Indonesia ban on palm oil is affecting South Korean businesses.
For more than 15 years, Mr Lee’s diner, a fried chicken shop near central Seoul, has held firm against raising prices, the export ban on Indonesia’s cooking oil is squeezing prices and he expects to follow larger South Korean eateries which have raised prices, even at the risk of losing customers.
Mr Lee’s dilemma highlights the perilous path ahead for small business in Asia’s fourth-largest economy, where worries of rising costs, which are fuelling inflation, are at their highest in a decade.
South Korean consumers use palm oil for a wide array of goods. Indonesia’s surprise moves to ban the export of palm oil have sent shockwaves globally, and have pushed up prices for palm oil from countries such as Malaysia; prices for palm oil substitutes have also gone up.
“We are cautiously watching the situation as demand for Malay palm oil could increase and could lead to higher prices,” said a spokesperson at Ottogi, a major South Korean producer of frozen pizza and ramen noodles.
Incidentally, Indonesia is the source of more than 50% of the world’s palm oil supply. Earlier this week on Wednesday, it has widened its export ban of palm oil to include crude and refined oil, throwing the market into chaos; the war in Ukraine has already squeezed supplies of sunflower oil.

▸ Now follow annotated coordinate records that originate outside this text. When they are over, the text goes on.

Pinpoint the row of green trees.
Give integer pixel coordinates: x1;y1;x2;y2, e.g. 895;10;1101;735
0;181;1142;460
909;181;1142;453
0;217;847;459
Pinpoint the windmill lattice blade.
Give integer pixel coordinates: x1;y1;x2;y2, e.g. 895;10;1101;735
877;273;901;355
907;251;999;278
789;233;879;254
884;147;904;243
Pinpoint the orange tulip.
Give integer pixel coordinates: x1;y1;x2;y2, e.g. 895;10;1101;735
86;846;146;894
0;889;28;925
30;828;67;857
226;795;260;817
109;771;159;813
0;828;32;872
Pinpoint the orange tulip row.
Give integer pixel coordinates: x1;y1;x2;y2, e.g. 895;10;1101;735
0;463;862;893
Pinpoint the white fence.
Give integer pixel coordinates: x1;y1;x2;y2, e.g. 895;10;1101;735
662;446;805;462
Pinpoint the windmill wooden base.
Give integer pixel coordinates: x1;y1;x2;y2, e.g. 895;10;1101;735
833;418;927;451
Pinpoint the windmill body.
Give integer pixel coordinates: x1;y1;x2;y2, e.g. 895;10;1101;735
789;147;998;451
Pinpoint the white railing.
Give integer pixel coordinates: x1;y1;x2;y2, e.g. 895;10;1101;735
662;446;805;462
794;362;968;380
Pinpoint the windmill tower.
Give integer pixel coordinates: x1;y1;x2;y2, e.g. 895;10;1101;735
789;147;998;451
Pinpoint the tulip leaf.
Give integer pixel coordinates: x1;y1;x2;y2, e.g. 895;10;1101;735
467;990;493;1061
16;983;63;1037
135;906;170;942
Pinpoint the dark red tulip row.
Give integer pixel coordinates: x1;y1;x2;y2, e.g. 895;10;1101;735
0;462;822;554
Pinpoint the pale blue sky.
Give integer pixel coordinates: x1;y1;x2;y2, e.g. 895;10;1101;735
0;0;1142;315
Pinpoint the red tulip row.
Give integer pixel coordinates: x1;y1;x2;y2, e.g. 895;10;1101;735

The benchmark price of palm oil futures traded in Malaysia have touched their daily 10% limit on Friday, and are up nearly 50% since the beginning of this year. Soy oil prices on the Chicago Board of Trade have touched a record high.
“Everything’s gone up, this box of oil has doubled, flour coating is up, so is chicken,” said Mr Lee who declined to give his full name for fear of attracting attention to price increases at his shop. His shop displays a customer service award from a local government office for his long record of steady prices.
“We haven’t been raising prices, but it’s really hard now and we need to raise prices a bit.”
According to data from South Korea’s customs agency, in 2021, Seoul imported $2.2 billion worth of animal and vegetable fats and oils, of which about 30% was palm oil. 56% of this oil came from Indonesia, while the balance came from Malaysia.
“I heard palm oil gets used in so many cosmetics,” said Joo Hyeon-jung, who was picnicking with friends along Seoul’s Hangang River. “Cosmetics are like necessities for us women and price increases there will really hit me, because its like a fixed expenditure.”